All but $900,000 of the $8 million appropriated in the last fiscal year for the Defense Department program was diverted to the Army Reserve, the officials said. In addition, they said, just two of the 600 military bases earmarked as possible sites for the shelters are being used for that purpose and only about 25 of the 190 Army commissaries that agreed to supply food surpluses to food banks for the homeless are contributing.

But Paul C. Wright, a GAO evaluator, said local groups had shown little interest in the military's offer to renovate its vacant buildings to house the homeless. As a result, only $200,000 of the money was spent for a project in Alameda County, Calif., and $700,000 more was obligated for a shelter in Philadelphia by last week's close of the fiscal year.

Wright said that the other $7.1 million was used for "defense fix-up operations."

Wright and the associate director of GAO's human resources division, Joseph F. Delfico, said that the Army alone contacted about 600 local groups across the country, but got little response.

"As it turns out, there were only two takers," Wright said.

Rep. Ted Weiss (D-N.Y.), chairman of the intergovernmental relations and human resources subcommittee of the House Committee on Government Operations, said, however, that he found the situation "just shocking." He criticized the Department of Health and Human Services for its role in arranging for food and shelter. The department was in charge of an interagency task force that was established to find federal aid for the homeless.

Wright defended the disbursements, saying that many of the military bases did not appear suitable as temporary shelters for the homeless.

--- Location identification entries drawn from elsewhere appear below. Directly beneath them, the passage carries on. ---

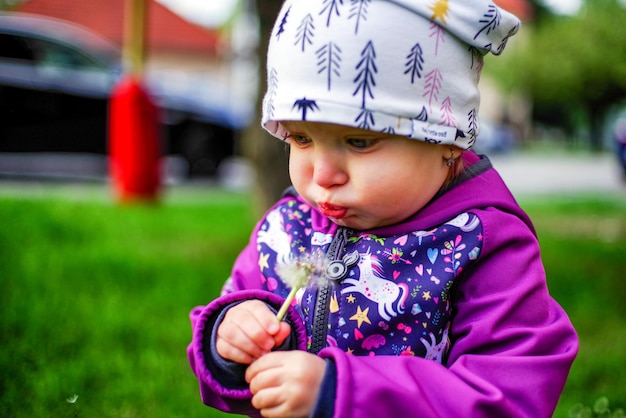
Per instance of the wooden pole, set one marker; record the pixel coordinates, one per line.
(135, 35)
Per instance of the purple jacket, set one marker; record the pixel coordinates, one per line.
(447, 314)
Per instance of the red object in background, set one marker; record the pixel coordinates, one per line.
(134, 142)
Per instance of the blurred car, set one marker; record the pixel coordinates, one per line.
(56, 79)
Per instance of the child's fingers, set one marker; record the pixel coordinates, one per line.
(250, 327)
(230, 352)
(284, 331)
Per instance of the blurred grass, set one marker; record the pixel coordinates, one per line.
(94, 296)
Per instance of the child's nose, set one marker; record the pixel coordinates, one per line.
(329, 170)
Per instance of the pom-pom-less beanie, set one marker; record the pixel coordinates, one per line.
(403, 67)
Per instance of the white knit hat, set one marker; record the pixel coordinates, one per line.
(404, 67)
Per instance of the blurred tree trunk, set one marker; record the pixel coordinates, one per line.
(269, 156)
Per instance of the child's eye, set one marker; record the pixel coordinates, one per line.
(298, 139)
(361, 143)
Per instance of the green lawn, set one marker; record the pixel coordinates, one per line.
(94, 296)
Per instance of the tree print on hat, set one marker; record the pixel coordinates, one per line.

He said problems of transporting the homeless to the bases appeared troublesome and base commanders were requiring strict rules of operation that would only open shelters for limited hours.

"When Defense saw that it was not able to spend the entire $8 million on renovating the shelters," Wright explained, "it sent a letter of intent to the Congressional Appropriations Committee that basically said it would like to use the money to renovate facilities as shelters, but for defense purposes."

Wright said the committee apparently did not oppose the request and so the military received the go-ahead to spend the money for general maintenance.

Several members of the Community for Creative Non-Violence, all of whom are in their 19th day of a fast in protest of the Reagan administration's "antihuman" policies, attended the hearing.

Mitch Snyder, spokesman for the group and one of the District's leading advocates for the homeless, said the Pentagon's action reflects the White House's attitude toward the disadvantaged.

" The Department of Defense let that money slip through its hands because DOD has absolutely no desire or intention of housing homeless people," he said, "because the president of the United States has absolutely no desire or inten- tion of housing homeless people."

Snyder said things have a knack of getting done when the person in control wants them to.

"Nothing is moving now," Snyder said. " . . . All that's moving are people, from day to day, from bathroom to shower room, from soup kitchen to shelter. They are suffering and dying in numbers beyond our comprehension."